Na Folha, Janio de Freitas produz uma afirmação que condensa todo o
drama da eleição presidencial que se aproxima. Não há – e, ao que tudo
indica, não haverá – uma disputa entre candidatos, partidos, projetos. O
que há é um sistema de poder, que se expressa pelo Judiciário, que
interdita e quer manter interditado não apenas um homem, mas uma opção
de Brasil.
A disputa que decide
Janio de Freitas, na Folha*
A eleição presidencial está disputada, e
será decidida, entre o pré-candidato que, apesar de único a não estar em
campanha, detém descansada preferência do eleitorado, e de outra parte o
combinado STF-STJ. Acima da divergência em aspectos jurídicos, os
termos dessa disputa lançam uma interrogação sobre a legitimidade do seu
resultado como representação eleitoral democrática.
O eleitorado reúne cerca de 150 milhões
de cidadãos, mas os votos que vão decidir a disputa central são os de 11
ministros do Supremo Tribunal Federal e 33 do Superior Tribunal de
Justiça, aos quais caberá a palavra final sobre a possibilidade de que a
pré-candidatura preferida nas pesquisas busque sê-lo também nas urnas.
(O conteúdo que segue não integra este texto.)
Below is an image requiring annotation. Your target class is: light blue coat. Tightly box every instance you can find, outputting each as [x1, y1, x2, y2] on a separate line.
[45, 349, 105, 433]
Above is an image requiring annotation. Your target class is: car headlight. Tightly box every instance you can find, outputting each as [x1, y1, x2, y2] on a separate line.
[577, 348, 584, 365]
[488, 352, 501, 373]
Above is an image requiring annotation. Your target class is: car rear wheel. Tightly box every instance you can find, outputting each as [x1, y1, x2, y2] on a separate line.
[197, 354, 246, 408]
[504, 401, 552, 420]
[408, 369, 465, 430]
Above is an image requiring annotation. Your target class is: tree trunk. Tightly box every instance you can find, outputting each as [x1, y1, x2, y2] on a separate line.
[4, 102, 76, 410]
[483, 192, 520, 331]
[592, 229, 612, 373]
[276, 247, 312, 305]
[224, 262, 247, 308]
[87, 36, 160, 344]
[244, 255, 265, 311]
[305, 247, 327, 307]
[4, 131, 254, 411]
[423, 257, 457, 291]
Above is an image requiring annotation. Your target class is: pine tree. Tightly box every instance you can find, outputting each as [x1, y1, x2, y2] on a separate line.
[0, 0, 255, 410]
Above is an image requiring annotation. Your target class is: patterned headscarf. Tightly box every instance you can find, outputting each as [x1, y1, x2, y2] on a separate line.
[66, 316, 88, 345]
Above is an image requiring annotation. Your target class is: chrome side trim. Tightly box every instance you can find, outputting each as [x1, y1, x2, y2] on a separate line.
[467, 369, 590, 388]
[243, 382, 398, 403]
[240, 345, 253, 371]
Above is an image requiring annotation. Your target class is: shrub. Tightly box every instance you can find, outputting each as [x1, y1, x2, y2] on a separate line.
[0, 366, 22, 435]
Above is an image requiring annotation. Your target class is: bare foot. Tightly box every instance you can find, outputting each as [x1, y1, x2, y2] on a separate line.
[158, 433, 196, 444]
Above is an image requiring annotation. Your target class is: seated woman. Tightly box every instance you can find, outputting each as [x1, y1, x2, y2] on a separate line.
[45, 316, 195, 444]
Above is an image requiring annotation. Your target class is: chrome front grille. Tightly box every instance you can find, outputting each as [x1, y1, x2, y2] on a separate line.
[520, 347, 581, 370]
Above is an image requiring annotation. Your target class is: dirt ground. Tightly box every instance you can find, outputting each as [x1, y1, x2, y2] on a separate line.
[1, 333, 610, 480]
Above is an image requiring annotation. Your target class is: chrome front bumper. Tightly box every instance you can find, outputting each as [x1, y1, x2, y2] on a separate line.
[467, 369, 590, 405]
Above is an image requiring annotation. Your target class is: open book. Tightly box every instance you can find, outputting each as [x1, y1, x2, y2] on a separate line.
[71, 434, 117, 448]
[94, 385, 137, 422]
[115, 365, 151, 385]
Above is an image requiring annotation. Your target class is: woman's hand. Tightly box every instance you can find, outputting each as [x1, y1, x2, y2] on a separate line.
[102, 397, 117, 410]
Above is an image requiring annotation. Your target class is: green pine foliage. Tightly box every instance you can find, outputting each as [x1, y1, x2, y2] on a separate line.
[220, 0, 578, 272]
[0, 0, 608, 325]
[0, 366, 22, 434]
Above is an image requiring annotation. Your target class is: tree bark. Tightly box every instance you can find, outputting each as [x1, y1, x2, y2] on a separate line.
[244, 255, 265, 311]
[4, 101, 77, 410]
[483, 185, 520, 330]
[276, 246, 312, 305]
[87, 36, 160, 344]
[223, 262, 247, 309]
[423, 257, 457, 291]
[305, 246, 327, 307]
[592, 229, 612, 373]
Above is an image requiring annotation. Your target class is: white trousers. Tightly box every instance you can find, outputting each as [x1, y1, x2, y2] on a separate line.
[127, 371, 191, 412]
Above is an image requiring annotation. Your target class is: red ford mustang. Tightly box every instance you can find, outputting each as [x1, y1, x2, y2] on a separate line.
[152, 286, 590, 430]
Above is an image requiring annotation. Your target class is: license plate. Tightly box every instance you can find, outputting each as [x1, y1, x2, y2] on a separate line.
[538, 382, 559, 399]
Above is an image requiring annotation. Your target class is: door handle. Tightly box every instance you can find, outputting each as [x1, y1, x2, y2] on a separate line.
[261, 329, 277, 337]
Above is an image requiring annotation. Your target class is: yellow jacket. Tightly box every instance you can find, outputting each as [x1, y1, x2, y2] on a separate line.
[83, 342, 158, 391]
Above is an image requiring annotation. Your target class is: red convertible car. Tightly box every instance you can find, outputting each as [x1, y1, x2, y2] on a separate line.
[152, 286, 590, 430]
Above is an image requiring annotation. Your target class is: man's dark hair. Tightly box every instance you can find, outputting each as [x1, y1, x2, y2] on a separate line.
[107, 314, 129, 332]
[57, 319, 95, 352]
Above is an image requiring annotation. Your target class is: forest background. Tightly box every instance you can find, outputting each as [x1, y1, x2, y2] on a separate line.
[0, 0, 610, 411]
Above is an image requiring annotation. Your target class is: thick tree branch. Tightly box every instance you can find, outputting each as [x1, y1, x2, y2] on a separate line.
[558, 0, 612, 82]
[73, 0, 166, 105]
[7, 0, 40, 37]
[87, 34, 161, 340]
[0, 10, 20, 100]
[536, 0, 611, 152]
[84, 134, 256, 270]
As condições vigentes há meses são claras
na indicação de que o problema de legitimidade do resultado eleitoral é
secundário, ou nem se apresenta, nas considerações do Judiciário
ocupado com o enlace condenação-prisão-candidatura.
A marcha rumo ao objetivo judicial, ou
assim invocado, não desacelerou nem diante de regras também judiciais,
superando-as sob a observação cúmplice dos que condenam cúmplices.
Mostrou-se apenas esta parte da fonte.